In summary, the enhanced SMXL6/7 protein in SL-RNAi plants physically interacts with JAZs to trigger the degradation of JAZ protein; excessive SMXL6/7 protein production interferes with the interactions of JAZs and MYC2, which both facilitate the release of MYC2 to activate the downstream JA signaling cascade, which results in enhanced anthocyanin and phenolamide accumulations in SL-RNAi plants.
Decreased nicotine mediated by increased auxin accounts for the susceptibility of SL-RNAi plants to T. mucorea attack
Even though the enhanced phenolamides do not account for the susceptibility of SL-RNAi plants to T. mucorea attack (Fig 5B and 5C), we noticed that another essential defense compound in the JIC#1 module, nicotine, was decreased in the RSJs of max2 samples from the untargeted metabolome analysis Fig 4D. Nicotine levels were consistently lower in the pith of max2 plants compared with those of EV plants regardless of T. mucorea infestation (S8A Fig); they were also significantly lower in the roots of max2 plants after attack (S8B Fig). JA and IAA levels were higher in the roots of max2 plants (S8C Fig), consistent with their levels in pith (Fig 2C). Further analysis revealed that nicotine levels were significantly decreased in the RSJs of max2, d14, and ccd7 plants, but not in those of kai2 plants (Fig 8A).

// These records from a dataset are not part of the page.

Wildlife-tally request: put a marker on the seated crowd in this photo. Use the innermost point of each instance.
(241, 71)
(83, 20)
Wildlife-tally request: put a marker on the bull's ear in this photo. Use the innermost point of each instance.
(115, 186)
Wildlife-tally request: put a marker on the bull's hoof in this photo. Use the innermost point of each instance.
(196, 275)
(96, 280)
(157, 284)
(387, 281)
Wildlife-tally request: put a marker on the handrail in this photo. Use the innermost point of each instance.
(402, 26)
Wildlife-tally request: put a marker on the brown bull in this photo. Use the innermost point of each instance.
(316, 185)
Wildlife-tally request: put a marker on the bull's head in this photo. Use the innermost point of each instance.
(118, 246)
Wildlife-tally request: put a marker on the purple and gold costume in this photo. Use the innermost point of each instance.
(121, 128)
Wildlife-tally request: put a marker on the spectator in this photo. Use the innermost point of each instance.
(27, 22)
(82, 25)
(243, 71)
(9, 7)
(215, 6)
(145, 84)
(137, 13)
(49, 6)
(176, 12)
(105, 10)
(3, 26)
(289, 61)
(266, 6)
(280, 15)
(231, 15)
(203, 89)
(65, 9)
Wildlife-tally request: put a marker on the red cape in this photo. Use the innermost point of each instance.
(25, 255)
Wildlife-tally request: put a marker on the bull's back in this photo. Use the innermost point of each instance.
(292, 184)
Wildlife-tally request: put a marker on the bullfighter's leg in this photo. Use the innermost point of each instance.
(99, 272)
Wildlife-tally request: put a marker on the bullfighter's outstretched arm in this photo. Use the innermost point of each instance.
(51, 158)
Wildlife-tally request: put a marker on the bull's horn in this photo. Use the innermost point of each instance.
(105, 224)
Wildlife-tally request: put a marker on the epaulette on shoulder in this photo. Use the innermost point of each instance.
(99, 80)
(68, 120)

To evaluate whether nicotine, which is synthesized in roots, is essential for plant defense against T. mucorea larvae, we performed feeding assays using a nicotine-deficient transgenic line, putrescine n‐methyltransferase (pmt) plants (Fig 8B) [51]. T. mucorea larvae inoculated into pmt plants gained higher biomass compared with those that fed on EV plants (Fig 8C). It is known that JA signaling stimulates nicotine biosynthesis and accumulation [8,52]; however, in the RSJs of SL-RNAi plants, low nicotine levels coincide with high JA/JA-Ile levels (Fig 8D). Auxin signaling is known to suppress nicotine levels [52,53], which suggests that the high IAA contents cause the low nicotine levels in SL-RNAi plants (Fig 8E).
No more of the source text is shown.